Far north of the Arctic Circle, Tromsø is surrounded by a dramatic landscape of snow-capped peaks, scattered islands, and fjords, a scene best observed by taking the cable car up Storsteinen Mountain. In town the striking Arctic Cathedral mirrors the setting in glass and concrete, its triangular façade representative of an iceberg pointing to the sky. This part of the country is home to the Sami, Norway’s indigenous people, with their own language, culture, and traditional pursuits of fishing, hunting, and reindeer herding. Stop in at the Wilderness Center to say hello to Tove and Tore, their children, and more than 100 Alaskan huskies.
A city founded over 1,000 years ago is certain to be rich in history and culture.

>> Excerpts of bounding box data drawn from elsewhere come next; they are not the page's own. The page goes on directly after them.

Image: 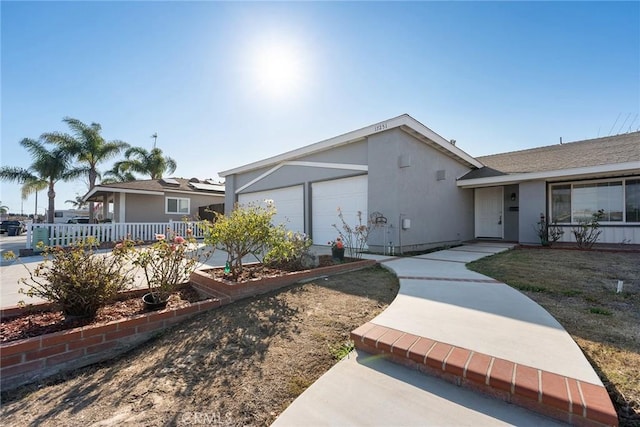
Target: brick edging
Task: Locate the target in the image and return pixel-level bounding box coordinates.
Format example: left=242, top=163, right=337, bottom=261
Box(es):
left=0, top=260, right=377, bottom=391
left=351, top=322, right=618, bottom=426
left=0, top=298, right=221, bottom=391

Now the country’s third largest municipality, it’s been Norway’s capital city, a site of countless coronations, and an important pilgrimage for worshipers of the Christian faith. Today, Trondheim is a vibrant, youthful city that embraces the simplicity of Scandinavian life. But don’t let this laid back lifestyle fool you— there is so much to discover beneath Trondheim’s calm exterior.
Alesund’s architecture is known far and wide. Turrets, spires, and other whimsical Art Nouveau architectural touches give the town its distinctive character like something from a fairytale. The scenic spectacle of the Geirangerfjord, one of Norway’s best-known attractions, is just a stone’s throw from this quaint little town.
Your first glimpse of this quaint town will be of the old Hanseatic Wharf, lined with narrow peak-roofed buildings in various colors. Many old wooden houses survive here, making an exploration of the narrow lanes a worthwhile pursuit. A funicular will take you from the city center to the top of Mt. Floyen, for an expansive view of the city below, and the surrounding mountains and fjords. If you are feeling energetic you can walk back down, enjoying the clear air and delights of nature, all the way to the bustle of the fish market, with its large selection of the freshest of seafood.
Norway’s capital is an intriguing blend of historic and contemporary – its striking new Opera House playing counterpoint to the charming old Damstredet, a narrow, well-preserved street of brightly painted and carved wooden houses. Norwegians are justly proud of their maritime heritage, dating back to the 9th century, when Viking long ships with distinctive curved bows left colonies in their wake across northern Europe, and later sailed on to Greenland and America almost 500 years before Columbus. Some of these intriguing craft can be found amidst the parks of the Bygdøy Peninsula, along with other historic vessels, including Amundsen’s polar ship Fram, and Heyerdahl’s raft, Kon Tiki.